3

      One warm spring day he sat looking out over the garden. Mallards were swimming about on the pond, wing to wing, chattering happily to each other. It was a sight which in earlier years would scarcely have caught the prince's eye, but now he felt something like jealousy toward these mindless creatures, each steadfast to its mate.

He had the girls go over a music lesson, and very appealing they were too, as they bent their small figures to the work. The sound of the instruments was enough to bring tears to his eyes. Softly, he recited a verse, brushing away a tear as he did so.

“She has left behind her mate, and these nestlings too.

Why have they lingered in this uncertain world?”

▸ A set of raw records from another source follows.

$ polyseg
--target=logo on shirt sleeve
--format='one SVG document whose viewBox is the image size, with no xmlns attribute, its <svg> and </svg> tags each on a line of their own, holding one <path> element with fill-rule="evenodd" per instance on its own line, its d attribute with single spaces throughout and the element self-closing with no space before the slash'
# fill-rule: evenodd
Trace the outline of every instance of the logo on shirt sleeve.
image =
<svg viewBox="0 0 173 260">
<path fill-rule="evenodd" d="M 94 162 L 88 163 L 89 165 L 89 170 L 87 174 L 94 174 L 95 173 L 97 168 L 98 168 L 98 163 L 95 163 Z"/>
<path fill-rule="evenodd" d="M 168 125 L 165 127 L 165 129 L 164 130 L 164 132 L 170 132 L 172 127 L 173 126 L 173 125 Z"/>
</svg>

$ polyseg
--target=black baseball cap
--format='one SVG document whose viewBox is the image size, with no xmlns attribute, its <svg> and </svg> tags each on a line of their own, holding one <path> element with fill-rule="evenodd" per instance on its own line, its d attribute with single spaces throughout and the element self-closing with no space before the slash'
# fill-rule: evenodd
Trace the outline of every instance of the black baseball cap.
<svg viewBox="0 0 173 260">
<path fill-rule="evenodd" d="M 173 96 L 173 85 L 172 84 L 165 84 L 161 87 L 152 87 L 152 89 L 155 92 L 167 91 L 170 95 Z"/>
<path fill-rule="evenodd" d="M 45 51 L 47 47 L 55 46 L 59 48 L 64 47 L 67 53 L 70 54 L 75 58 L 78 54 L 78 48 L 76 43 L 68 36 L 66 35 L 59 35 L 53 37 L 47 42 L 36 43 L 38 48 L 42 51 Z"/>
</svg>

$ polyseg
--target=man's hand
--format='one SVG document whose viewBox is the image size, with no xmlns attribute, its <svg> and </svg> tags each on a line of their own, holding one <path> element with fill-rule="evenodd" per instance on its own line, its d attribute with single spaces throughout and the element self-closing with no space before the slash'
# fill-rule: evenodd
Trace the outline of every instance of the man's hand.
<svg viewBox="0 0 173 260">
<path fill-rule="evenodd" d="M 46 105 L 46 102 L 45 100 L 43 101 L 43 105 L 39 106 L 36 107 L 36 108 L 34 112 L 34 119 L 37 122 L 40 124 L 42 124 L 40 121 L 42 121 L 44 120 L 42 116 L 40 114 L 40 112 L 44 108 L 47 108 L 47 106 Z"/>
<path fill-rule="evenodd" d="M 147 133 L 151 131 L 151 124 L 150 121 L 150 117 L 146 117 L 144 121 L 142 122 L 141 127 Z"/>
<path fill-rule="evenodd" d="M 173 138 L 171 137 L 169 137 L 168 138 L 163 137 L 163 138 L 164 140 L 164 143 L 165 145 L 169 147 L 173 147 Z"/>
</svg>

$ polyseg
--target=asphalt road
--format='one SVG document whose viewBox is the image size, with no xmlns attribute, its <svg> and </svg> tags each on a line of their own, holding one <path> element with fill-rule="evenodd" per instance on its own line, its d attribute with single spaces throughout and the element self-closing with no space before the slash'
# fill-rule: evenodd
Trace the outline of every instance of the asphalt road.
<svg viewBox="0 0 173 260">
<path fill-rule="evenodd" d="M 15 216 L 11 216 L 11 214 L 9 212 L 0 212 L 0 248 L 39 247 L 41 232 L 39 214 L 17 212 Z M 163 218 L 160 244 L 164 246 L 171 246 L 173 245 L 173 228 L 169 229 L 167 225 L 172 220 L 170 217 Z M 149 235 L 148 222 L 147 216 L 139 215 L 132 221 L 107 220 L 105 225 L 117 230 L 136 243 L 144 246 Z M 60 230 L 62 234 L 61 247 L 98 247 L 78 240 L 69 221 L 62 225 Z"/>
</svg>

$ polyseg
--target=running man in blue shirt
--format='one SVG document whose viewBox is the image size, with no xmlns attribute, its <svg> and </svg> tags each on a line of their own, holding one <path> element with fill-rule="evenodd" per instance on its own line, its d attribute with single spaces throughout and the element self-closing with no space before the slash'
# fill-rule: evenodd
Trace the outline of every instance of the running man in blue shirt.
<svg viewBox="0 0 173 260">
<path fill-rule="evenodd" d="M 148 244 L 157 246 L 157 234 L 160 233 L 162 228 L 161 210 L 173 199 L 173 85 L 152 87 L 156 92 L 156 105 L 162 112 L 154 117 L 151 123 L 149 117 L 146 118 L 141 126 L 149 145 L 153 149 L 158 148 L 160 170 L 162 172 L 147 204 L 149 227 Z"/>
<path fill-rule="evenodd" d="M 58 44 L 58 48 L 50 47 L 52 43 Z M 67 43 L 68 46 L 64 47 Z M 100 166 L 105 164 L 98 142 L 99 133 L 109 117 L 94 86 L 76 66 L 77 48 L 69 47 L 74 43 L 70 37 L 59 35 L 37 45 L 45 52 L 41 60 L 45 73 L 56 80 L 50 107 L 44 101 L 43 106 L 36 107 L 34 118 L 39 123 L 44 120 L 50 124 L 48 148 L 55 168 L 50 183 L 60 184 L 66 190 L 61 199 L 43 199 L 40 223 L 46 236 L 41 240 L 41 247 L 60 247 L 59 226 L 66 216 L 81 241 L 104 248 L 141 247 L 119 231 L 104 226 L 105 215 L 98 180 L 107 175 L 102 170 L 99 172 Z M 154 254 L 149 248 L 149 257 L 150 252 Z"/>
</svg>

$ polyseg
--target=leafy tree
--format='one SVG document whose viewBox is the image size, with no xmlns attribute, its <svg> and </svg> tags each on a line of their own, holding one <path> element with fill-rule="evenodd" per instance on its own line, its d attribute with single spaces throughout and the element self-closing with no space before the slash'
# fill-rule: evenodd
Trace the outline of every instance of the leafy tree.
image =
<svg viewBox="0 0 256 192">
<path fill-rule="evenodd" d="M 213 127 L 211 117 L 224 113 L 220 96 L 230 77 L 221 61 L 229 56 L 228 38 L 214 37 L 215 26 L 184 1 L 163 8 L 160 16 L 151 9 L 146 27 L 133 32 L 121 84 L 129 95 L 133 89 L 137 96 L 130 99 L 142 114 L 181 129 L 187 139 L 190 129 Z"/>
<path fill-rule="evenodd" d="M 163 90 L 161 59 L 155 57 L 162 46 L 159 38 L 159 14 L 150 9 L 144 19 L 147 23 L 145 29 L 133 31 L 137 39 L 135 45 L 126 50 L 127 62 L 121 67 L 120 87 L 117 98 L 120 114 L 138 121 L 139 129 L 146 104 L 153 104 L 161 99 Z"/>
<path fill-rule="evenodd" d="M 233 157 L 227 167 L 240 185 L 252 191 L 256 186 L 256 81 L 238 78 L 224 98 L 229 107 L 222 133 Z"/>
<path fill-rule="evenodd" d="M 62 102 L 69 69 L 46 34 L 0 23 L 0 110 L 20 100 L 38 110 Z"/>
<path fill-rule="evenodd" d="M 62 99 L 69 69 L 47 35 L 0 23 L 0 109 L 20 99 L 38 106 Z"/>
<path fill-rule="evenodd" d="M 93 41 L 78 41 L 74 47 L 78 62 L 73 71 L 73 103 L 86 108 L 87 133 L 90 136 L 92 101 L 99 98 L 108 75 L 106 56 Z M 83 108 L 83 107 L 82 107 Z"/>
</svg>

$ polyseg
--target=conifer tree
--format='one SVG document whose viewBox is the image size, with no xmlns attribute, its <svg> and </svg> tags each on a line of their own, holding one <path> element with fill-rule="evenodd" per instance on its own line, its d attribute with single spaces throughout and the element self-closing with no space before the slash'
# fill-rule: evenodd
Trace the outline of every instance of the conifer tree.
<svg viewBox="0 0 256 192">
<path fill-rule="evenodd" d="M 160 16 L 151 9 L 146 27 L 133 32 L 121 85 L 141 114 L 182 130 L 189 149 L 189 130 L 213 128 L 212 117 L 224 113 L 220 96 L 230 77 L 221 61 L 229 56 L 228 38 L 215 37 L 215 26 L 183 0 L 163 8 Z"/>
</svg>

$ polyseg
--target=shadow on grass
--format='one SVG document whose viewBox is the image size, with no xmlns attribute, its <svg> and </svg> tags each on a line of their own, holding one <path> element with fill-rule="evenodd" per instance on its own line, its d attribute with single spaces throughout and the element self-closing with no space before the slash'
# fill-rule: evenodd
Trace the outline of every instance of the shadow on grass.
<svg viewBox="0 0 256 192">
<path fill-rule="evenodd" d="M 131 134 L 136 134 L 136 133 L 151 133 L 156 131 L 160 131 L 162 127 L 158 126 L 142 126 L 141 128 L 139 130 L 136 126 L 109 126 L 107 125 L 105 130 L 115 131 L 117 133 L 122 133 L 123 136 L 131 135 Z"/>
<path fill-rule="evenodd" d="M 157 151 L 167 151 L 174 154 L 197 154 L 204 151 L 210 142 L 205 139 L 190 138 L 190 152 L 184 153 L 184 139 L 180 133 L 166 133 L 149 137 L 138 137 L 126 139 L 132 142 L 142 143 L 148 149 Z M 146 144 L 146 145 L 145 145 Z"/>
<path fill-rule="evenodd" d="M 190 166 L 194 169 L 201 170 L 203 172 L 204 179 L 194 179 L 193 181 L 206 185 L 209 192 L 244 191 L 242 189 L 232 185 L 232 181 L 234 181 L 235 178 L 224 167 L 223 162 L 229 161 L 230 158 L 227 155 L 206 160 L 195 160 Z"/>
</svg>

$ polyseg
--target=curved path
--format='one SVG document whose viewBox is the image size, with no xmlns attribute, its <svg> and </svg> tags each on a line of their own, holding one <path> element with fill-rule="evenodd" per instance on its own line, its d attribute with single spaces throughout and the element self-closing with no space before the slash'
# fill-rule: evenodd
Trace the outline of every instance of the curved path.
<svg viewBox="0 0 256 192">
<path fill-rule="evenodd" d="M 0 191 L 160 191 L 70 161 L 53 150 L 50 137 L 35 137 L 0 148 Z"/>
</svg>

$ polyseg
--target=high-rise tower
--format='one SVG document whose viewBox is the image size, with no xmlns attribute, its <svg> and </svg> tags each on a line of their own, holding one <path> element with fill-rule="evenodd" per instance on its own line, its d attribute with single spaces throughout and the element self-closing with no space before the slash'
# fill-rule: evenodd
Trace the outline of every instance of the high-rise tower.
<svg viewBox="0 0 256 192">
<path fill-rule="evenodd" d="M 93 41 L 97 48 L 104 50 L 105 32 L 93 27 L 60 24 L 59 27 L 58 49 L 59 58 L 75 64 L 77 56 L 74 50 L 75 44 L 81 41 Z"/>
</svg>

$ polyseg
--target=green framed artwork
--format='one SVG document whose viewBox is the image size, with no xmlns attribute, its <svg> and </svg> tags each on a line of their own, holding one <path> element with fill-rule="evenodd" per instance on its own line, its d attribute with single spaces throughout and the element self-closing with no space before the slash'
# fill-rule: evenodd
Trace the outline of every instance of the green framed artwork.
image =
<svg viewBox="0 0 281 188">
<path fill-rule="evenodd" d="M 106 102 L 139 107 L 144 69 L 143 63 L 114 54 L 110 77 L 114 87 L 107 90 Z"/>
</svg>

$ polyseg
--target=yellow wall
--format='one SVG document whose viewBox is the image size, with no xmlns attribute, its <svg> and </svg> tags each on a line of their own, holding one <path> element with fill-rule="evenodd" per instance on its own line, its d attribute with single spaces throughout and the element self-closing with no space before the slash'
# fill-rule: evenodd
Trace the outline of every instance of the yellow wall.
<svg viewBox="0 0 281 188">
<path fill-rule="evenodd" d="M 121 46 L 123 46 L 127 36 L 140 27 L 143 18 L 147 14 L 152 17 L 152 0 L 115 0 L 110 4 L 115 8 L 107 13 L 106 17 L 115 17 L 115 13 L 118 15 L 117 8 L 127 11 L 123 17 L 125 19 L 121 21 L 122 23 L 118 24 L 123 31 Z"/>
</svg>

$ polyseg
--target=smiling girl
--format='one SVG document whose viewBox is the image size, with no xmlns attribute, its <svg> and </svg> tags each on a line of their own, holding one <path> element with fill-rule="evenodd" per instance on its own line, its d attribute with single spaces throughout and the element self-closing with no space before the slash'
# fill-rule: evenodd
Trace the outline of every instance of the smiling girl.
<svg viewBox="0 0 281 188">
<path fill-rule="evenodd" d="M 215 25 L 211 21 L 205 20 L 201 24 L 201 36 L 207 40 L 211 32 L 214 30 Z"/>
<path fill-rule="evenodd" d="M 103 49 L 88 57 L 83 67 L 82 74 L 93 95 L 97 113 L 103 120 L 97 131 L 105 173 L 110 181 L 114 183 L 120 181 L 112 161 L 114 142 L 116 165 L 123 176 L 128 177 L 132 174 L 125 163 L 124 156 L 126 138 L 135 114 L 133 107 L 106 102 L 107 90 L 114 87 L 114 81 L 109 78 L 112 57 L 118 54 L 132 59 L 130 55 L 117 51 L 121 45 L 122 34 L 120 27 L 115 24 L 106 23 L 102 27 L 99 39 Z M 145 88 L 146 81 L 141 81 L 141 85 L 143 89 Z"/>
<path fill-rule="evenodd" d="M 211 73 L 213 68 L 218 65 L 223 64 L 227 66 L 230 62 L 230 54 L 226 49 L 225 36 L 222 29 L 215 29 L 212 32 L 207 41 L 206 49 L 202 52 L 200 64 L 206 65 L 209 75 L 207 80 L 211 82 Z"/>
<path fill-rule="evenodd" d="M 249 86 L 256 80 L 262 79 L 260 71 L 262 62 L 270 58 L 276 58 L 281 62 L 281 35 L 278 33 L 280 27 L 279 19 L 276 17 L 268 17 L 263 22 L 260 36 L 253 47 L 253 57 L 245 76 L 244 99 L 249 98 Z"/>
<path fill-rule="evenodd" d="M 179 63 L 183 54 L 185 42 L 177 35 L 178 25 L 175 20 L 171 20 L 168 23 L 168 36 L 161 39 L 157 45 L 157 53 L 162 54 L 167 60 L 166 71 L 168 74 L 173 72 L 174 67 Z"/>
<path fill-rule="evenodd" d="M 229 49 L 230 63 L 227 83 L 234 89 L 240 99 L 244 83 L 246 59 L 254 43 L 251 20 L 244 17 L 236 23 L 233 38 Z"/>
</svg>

He was an extremely handsome man. Emaciation from years of absti-nence only added to the courtliness of his bearing. He had put on a figured robe for the music lesson. Somewhat rumpled, casually thrown over his shoulders, it seemed to emphasize by its very carelessness the nobility of the wearer.

Oigimi,+ the older girl, quietly took out an inkstone and seemed about to write a few lines on it.

“Come now. You know better than to write on an inkstone.” * He pushed a sheet of paper towards her.

“I know now, as I see it leave the nest,

How uncertain is the lot of the waterfowl.”

It was not a masterpiece, but in the circumstances it was very touching. The hand showed promise even though the characters were separated one from another in a still childish fashion.

“And now it is your turn,” he said to Nakanokimi,+ the younger.

More of a child than her sister, she took longer with her verse:

“Unsheltered by the wing of the grieving father,

The nestling would surely have perished in the nest.”

It saddened him to see the princesses, their robes shabby and wrin-kled, no one to take care of them, bored and without hope of relief from boredom—but they were utterly charming on such occasions, each in her own way. He read from the holy text in his hand, sometimes interrupting with a poem. To the older girl he had taught the lute, to the younger the thirteen-stringed koto. When they played duets, of which they were fond, he thought them very satisfactory pupils, if still somewhat immature.